Sunday, May 13, 2012

Glucosamine Diary: A Tease in Week 2?

In the previous entry, I noted that in my first week taking glucosamine/chondroitin I had no change in pain from when I started. Last Sunday I noticed something about my knee. It made crunching noises.

This was nothing new. My knee has made crunching noises for some time and I was used to it. It was like an audio Post-it reminding me that all was not right in that joint. But this was louder. It was the difference between crumpling a chewing gum wrapper and an empty plastic bottle.

With nothing to go on but a hunch that it might be scar tissue build up or (hallelujah) some new cartilage, I started doing a knee exercise that I'd had to do throughout rehabbing my knee when I had my ACL replaced. Lying on my back with my toes pointed upwards, I lift my leg straight up and then flex my knee, pulling it toward my chin. When the knee will bend no more, I point my toes down and straighten my leg. When the leg is straight, I point my toes back up and repeat. I did three reps of this 20 times each.

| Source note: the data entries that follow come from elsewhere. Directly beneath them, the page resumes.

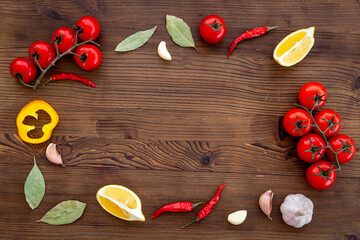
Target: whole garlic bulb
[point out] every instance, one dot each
(297, 210)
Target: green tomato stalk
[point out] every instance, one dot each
(58, 56)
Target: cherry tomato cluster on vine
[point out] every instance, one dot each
(312, 147)
(42, 54)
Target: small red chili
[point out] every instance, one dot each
(208, 208)
(176, 207)
(70, 76)
(250, 34)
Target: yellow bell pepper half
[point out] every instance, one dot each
(31, 109)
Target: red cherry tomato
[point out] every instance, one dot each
(344, 145)
(310, 148)
(212, 29)
(321, 175)
(328, 120)
(64, 38)
(89, 28)
(23, 69)
(90, 57)
(297, 122)
(43, 52)
(311, 94)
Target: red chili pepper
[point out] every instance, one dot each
(176, 207)
(250, 34)
(208, 208)
(70, 76)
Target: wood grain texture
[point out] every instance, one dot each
(174, 131)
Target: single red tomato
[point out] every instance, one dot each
(43, 52)
(321, 175)
(344, 145)
(297, 122)
(23, 69)
(212, 29)
(310, 148)
(312, 95)
(328, 120)
(88, 28)
(90, 57)
(64, 38)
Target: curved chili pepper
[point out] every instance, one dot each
(30, 109)
(176, 207)
(250, 34)
(208, 208)
(71, 76)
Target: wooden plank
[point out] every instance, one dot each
(176, 130)
(259, 158)
(242, 192)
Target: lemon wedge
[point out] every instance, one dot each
(120, 202)
(294, 47)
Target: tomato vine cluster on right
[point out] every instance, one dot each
(324, 148)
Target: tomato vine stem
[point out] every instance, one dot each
(322, 133)
(58, 56)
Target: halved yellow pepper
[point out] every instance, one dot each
(30, 109)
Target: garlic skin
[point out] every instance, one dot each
(238, 217)
(297, 210)
(265, 202)
(163, 52)
(52, 154)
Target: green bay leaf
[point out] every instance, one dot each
(135, 41)
(65, 212)
(179, 31)
(34, 187)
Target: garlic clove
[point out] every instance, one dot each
(163, 52)
(238, 217)
(265, 202)
(53, 155)
(297, 210)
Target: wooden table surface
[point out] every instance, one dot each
(174, 131)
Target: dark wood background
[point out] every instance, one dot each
(173, 131)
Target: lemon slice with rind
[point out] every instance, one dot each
(294, 47)
(120, 202)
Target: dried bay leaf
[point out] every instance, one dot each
(34, 187)
(179, 31)
(65, 212)
(135, 41)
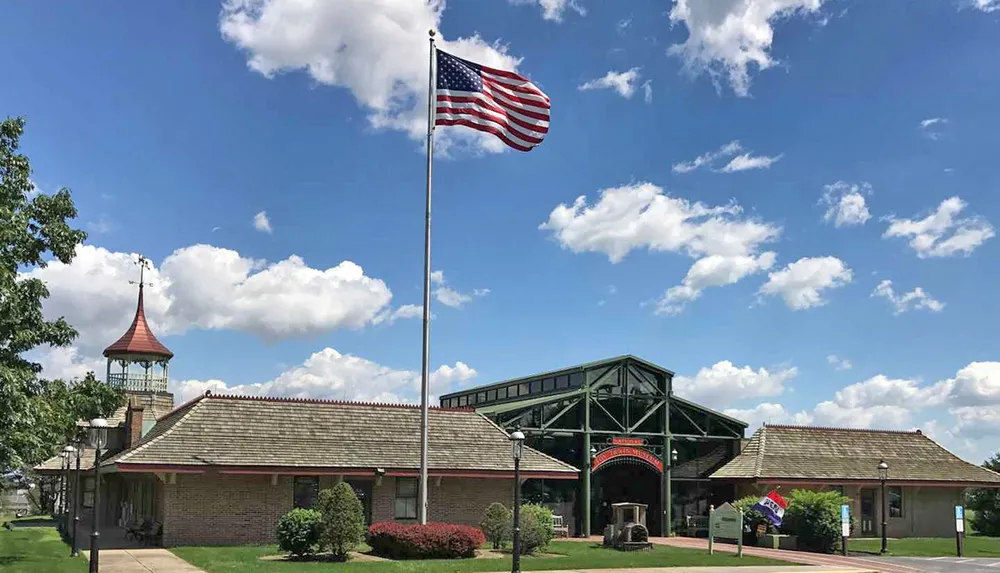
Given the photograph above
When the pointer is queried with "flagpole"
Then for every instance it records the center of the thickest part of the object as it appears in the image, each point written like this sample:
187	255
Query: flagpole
425	359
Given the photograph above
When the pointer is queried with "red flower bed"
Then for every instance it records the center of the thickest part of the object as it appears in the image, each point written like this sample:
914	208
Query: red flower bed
431	541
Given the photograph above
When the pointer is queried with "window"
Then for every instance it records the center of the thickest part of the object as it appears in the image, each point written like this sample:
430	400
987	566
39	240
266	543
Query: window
305	490
895	501
406	498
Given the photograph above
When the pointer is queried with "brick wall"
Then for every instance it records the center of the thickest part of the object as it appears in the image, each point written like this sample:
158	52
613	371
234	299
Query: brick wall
206	509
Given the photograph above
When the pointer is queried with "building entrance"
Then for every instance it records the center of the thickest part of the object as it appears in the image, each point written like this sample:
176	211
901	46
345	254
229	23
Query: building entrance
626	481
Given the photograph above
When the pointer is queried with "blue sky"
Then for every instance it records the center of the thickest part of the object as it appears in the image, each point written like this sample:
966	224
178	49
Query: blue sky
175	126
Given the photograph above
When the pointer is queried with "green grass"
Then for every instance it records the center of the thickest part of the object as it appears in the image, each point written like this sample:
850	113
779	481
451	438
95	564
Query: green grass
573	555
36	549
930	546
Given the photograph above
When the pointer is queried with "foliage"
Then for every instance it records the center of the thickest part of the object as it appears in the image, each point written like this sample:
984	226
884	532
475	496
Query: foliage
496	524
985	504
343	520
814	518
536	527
430	541
299	531
33	228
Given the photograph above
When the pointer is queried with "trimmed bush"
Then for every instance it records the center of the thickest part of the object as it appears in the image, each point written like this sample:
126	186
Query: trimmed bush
343	520
298	531
537	528
814	518
496	524
430	541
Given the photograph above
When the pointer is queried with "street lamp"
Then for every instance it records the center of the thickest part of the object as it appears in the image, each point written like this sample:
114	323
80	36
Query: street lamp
76	501
98	433
883	474
517	447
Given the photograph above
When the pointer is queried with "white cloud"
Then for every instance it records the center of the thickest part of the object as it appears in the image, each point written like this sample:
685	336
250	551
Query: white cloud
208	287
845	203
740	162
553	10
800	283
941	233
641	215
724	383
746	161
451	297
329	374
914	300
376	50
622	82
728	38
261	222
838	362
711	271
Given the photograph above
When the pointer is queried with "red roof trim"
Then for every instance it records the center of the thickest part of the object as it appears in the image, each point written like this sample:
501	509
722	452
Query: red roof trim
285	400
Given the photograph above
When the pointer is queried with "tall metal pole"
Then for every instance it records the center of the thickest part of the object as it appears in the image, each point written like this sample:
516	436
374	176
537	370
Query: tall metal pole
95	535
425	359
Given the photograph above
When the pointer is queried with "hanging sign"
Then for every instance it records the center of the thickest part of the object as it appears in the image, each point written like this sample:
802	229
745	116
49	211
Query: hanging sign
605	456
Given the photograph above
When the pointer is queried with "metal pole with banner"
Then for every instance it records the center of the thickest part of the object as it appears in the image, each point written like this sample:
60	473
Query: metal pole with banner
959	528
845	527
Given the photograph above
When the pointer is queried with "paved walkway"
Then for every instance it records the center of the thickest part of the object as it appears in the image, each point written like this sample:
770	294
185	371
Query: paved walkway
142	561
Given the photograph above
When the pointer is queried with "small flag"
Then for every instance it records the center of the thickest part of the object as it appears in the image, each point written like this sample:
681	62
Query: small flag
773	506
490	100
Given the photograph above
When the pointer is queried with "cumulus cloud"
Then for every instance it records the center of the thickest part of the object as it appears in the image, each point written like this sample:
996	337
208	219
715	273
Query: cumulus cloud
622	82
375	50
741	162
208	287
328	374
916	299
724	382
845	203
727	39
553	10
942	233
262	223
801	283
724	243
838	362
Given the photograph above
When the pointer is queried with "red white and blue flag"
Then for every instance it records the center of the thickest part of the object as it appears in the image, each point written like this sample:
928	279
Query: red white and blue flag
773	506
490	100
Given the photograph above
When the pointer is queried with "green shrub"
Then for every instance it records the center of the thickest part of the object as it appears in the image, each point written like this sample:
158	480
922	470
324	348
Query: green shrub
496	524
537	527
343	520
298	531
814	518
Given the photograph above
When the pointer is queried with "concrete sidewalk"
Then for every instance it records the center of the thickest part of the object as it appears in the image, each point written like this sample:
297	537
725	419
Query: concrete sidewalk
142	561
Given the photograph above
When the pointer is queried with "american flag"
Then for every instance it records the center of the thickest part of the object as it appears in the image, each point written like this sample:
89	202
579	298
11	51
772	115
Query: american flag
490	100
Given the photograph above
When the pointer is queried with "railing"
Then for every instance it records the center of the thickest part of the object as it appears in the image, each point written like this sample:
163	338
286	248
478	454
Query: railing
138	382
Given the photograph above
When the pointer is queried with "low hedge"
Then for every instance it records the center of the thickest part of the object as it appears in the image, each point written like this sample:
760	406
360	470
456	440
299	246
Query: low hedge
430	541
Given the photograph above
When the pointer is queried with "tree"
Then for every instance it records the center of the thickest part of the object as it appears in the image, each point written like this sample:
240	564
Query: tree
985	504
33	229
343	520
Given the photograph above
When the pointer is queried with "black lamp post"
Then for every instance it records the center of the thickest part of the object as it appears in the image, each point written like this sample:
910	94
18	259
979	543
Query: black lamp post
517	445
76	501
98	439
883	474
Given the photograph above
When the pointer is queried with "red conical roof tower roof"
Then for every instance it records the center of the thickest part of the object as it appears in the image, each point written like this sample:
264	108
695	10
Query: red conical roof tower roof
138	339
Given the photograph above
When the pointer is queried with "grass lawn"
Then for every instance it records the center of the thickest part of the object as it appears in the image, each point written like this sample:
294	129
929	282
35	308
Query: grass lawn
573	555
930	546
36	549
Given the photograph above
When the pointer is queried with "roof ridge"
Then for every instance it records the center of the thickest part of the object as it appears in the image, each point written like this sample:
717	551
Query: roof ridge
843	429
195	404
329	402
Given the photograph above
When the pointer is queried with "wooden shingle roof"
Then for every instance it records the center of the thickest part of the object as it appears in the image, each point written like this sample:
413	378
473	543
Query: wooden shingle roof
803	454
216	431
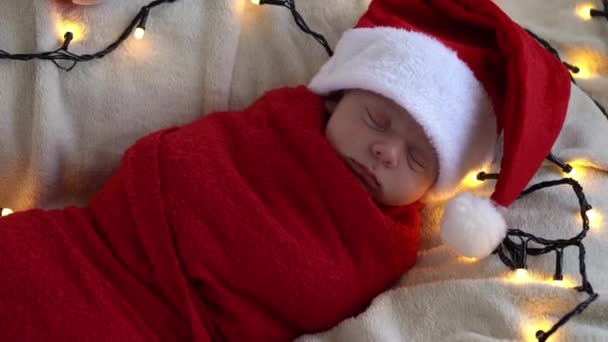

After I finished, the crunching noises in my knee mostly disappeared. The joint also felt more flexible. During the week, I noticed that certain things like getting in and out of my car or going down the stairs had less pain or fewer stabs of pain. When pulling my foot up to my butt to stretch my thighs, I could do so with easily bearable pain although it still gave me a good shock when I would release my foot to go down.

So, until yesterday, it was a mixed bag of results. That was better than the bag full of coal that I had the week before.

On Thursday, I played basketball with my kids. No quick movements or high jumps, but I experienced a bit of pain on quick stops and changes of direction on defense. It was a warning that I am definitely not ready for full court with grown men.

Yesterday morning I went jogging. I was feeling sprightly, but I wasn't sure how my knee would respond. Through warm-ups and stretching, everything was mostly pain free. After one-half of a mile, my knee felt great. I decided to run the long course. Three miles. My knee felt so good I even did high knee raises on the home stretch. After a little icing, no swelling at all.

Today, I worked out on the exercise bike and did leg exercises: quads, hamstring, and leg press. I think two days in a row was too much. The nagging pain was back going down the stairs and when I straighten my knee from ninety degrees, it hurts. It was not quite back to square one, but it reminded me to take it slow.

No problem. Since I am only in week 2, I feel that the progress I have seen is sufficient. It is uplifting to believe that after another two weeks I might be able to work out two days in a row or even run full court, pain free. With the help of the glucosamine/chondroitin, maybe time will bring back what time's broken down.